On September 12, 2019, a coalition of Unions and Consumer Groups filed a letter with the FTC opposing the acquisition. The letter made three points:
The merger will continue a trend of consolidation and evidence shows that consumers are paying higher prices.
The merger will reduce competition in a few markets where the companies directly overlap.
The merger will exacerbate problems that already exist within the industry relations to rebate walls and patent abuses.
The deal spread was unaffected by this filing.
The deal spread appears wide and has not changed. Therefore, the IRR has increased. The risks look minimal. Both companies support the deal, AbbVie has secured financing, and there is little precedent for regulators to block the deal. Additionally, AbbVie’s size makes it unlikely that it could become the target of an acquisition.
Nevertheless, the spread is wider than we would expect. The best-case scenario is the deal spread is attractive due to lack of merger arbitrage funds and the size of the acquirer and target. If the deal spread is wide for another reason, it is not obvious what that reason is.
Past Pharma Mergers:
We reviewed 156 pharmaceutical mergers. This included all mergers within the last year 10 years within FactSet (ex. China) where the deal target was >$1B in MV. Regulators did not prevent any transactions from proceeding.
Share Price Drop: AbbVie’s stock price dropped 16.25% from 78.45 to 65.70 on the day of the announcement. The stock price has since recovered to 74.80, down only 4.6% from the pre-deal price. Over that same period the S&P Pharma ETF (XPH) is down 1.6%. The CEO commented he did not think this reaction was unusual and cited first day reactions on Bristol-Celgene (-13.2%) and Takeda-Shire (-7.5%). He blamed the mechanical aspect of the merger arbs and noted the stock was up ~3% on Wednesday, Thursday and Friday following the deal after the management team had a chance to meet with investors. However, by Friday’s close the stock was still down 7.3%.

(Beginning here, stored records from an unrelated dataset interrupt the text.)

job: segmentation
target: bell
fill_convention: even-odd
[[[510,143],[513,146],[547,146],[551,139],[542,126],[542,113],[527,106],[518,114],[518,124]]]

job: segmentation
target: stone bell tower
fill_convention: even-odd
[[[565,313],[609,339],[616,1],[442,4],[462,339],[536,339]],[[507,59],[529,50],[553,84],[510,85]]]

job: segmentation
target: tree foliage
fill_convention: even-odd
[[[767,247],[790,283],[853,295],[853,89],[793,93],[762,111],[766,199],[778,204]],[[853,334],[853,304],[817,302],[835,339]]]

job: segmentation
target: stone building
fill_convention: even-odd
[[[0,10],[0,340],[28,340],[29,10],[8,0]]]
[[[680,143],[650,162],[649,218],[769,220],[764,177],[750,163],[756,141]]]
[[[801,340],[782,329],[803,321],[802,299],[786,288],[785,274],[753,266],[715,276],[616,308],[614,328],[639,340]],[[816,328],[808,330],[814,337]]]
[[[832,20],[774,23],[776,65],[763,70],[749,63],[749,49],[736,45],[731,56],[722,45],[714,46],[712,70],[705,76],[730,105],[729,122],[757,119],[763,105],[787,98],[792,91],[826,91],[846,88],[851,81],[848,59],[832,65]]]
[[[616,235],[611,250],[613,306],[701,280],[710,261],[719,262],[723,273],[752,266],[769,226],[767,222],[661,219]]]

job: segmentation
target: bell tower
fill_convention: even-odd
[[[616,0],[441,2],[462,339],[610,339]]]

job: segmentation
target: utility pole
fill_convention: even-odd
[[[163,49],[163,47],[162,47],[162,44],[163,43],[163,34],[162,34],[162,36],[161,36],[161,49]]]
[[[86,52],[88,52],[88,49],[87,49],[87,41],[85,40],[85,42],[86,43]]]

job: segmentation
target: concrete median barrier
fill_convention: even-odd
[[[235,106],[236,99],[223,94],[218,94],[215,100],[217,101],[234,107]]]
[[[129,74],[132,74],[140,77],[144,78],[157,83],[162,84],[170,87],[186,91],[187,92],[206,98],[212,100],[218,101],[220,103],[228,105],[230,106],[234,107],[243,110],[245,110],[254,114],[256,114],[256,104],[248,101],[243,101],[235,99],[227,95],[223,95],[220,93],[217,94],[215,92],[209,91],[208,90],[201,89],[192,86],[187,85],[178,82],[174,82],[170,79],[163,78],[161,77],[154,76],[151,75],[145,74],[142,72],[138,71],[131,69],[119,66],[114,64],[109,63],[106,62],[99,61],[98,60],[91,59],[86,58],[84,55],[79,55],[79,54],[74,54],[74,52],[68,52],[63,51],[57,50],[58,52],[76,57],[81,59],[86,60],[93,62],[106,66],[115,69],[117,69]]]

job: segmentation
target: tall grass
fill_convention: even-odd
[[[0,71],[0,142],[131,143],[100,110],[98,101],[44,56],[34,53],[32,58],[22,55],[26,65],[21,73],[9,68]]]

Shown below is the historical spread of AbbVie and Allergan. The lack of movement in the spread may indicate that there is no black swan event risk. However, the spread has not closed over the last four months. We worry that there is a risk we are missing. The Red Hat deal had a large spread but closed in a linear fashion.
Also shown below is the BMY – Celgene deal. This had a large initial spread but faced clear investor opposition. The frequent spread change clearly showed a “risky” merger arb with plenty to worry about. The theory is that the lack of activity in AbbVie – Allergan is indicative of simple path forward.
AbbVie has short interest of 60.8m shares of 4% of shares outstanding. Allergan has short interest of 10.3m shares or 3.1% of shares outstanding. One area that is slightly concerning is short interest in Allergan has increased since the deal announcement.
AbbVie may owe €572m Irish stamp duty. Previously mergers were able to get around the 1% stamp duty fee but a regulatory change that took effect Oct. 8th took measure to close that.